Welcome Dreadnight! Love your props and glad you joined the forum. Some really good folks here.


----------



## DeathTouch (Sep 6, 2005)

Welcome Dreadnight. Love your stuff


----------



## RAXL (Jul 9, 2004)

Howdy.:smoking:


----------



## TearyThunder (Jul 1, 2006)

Hi and welcome. I hope your feel at home here soon. This is a great place!

BTW great props!


----------



## Sinister (Apr 18, 2004)

Heya! Hope you like our own little Haunted Home on the Net! :jol:


----------



## Wyatt Furr (Jun 5, 2006)

Howdy,glad to see you made it.
Welcome to the forum


----------



## claymud (Aug 21, 2005)

Welcome to the forums!!!


----------



## heresjohnny (Feb 15, 2006)

Welcome to the forum. Love your flash intro, and the reaper tombstone should have been in our contest, sweet!


----------



## ghostie (May 15, 2006)

Welcome Dread, thanks for the tips on the wolf. Surfing the web for taxidermists tonight, hope I'm up to the challenge! Glad you're here!


----------



## grapegrl (Jan 3, 2006)

Hello and welcome, Dreadnight!


----------



## turtle2778 (Jul 9, 2006)

Hi and welcome....I love your cemetary 03 cross with the reaper...It was great. Hope you have a great time here.


----------



## Front Yard Fright (Dec 23, 2005)

welcome dread! i remember seeing your old site quite a while ago. it's great to see what you've been able to create! i love the wolf, the pumpkin guys, and the little grave digger guy! great work! keep it up! i can't wait to see what you have in store for 2006.


----------



## Bone Dancer (Oct 7, 2005)

Greetings glad to have you here


----------



## Hellrazor (Jun 18, 2006)

Hi, welcome!


----------



## Vlad (Aug 2, 2005)

Greetings dreadnight, I'm sure you'll find lots to keep you busy here. and have lots to contribute.


----------



## Black Cat (Aug 20, 2005)

Welcome dreadnight. I love your dwarf gravedigger.


----------



## lady_bee (Jul 2, 2006)

Welcome Dreadnight. You have some awesome props! Did you make that reaper tombstone yourself? I would vote for that in a contest  So nice.


----------



## Death's Door (Mar 22, 2006)

Welcome Dreadnight. Like your website. Nice props. I really like your tombstones.


----------



## Haunted Neurons (Jun 23, 2006)

Hellow and welcome aboard


----------



## faerydreams (Jun 28, 2006)

Welcome to the fun.


----------



## Zombie-F (Apr 12, 2004)

Welcome aboard Dread!


----------



## TipoDeemin (Oct 8, 2005)

Welcome!


----------



## slightlymad (May 25, 2006)

Welcome to the madnness


----------



## roadkill (May 11, 2006)

Dreadnight said:


> Hi all. Got a couple of e mails from your very kind members, extending an invite to join, and I'm real glad to be here. Just reading a few posts, I can see it's a very active group and I hope I can contribute! Spent a couple of years on Halloween-L several years back, then migrated over to Creep Crafters, where I still am at.
> Just updated my website to bring it up to 2005, so if you get a few minutes, have a look, at the URLs below. Excited to be here!

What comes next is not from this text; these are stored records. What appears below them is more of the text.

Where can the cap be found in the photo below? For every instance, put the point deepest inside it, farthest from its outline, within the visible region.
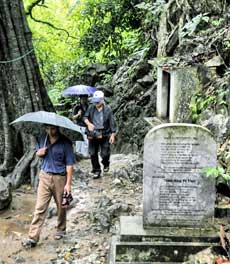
(98, 96)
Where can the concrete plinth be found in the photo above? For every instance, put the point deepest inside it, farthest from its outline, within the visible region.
(158, 245)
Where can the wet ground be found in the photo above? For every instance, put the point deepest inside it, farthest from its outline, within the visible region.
(86, 241)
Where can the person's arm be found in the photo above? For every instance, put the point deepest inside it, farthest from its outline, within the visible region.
(69, 176)
(113, 128)
(41, 152)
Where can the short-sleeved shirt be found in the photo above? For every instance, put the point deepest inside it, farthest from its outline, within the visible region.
(58, 156)
(109, 125)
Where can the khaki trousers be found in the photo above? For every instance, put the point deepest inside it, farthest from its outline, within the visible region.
(49, 185)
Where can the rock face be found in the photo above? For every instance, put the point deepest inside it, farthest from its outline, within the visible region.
(134, 98)
(5, 194)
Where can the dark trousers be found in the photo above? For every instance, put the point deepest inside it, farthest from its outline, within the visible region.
(94, 145)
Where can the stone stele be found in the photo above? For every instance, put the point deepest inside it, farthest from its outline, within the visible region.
(176, 191)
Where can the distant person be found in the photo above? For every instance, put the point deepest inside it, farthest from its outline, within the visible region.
(57, 160)
(101, 132)
(81, 147)
(79, 110)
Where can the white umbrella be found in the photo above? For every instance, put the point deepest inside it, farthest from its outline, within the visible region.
(32, 123)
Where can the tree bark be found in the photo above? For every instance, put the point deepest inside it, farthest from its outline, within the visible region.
(21, 90)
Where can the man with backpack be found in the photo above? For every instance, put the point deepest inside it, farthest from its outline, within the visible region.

Good to see you again Dread. I thought I might lose all contact with you - glad to see that won't happen. Welcome to the forum - have a good time.


----------



## Hella (Feb 6, 2006)

Welcome Dreadnight, I am sure you will see lots of familiar faces here.


----------



## PrettyGhoul (Oct 7, 2005)

*Dreadnight hello and welcome to HauntForum. I just love Dreadnight Bay! *


----------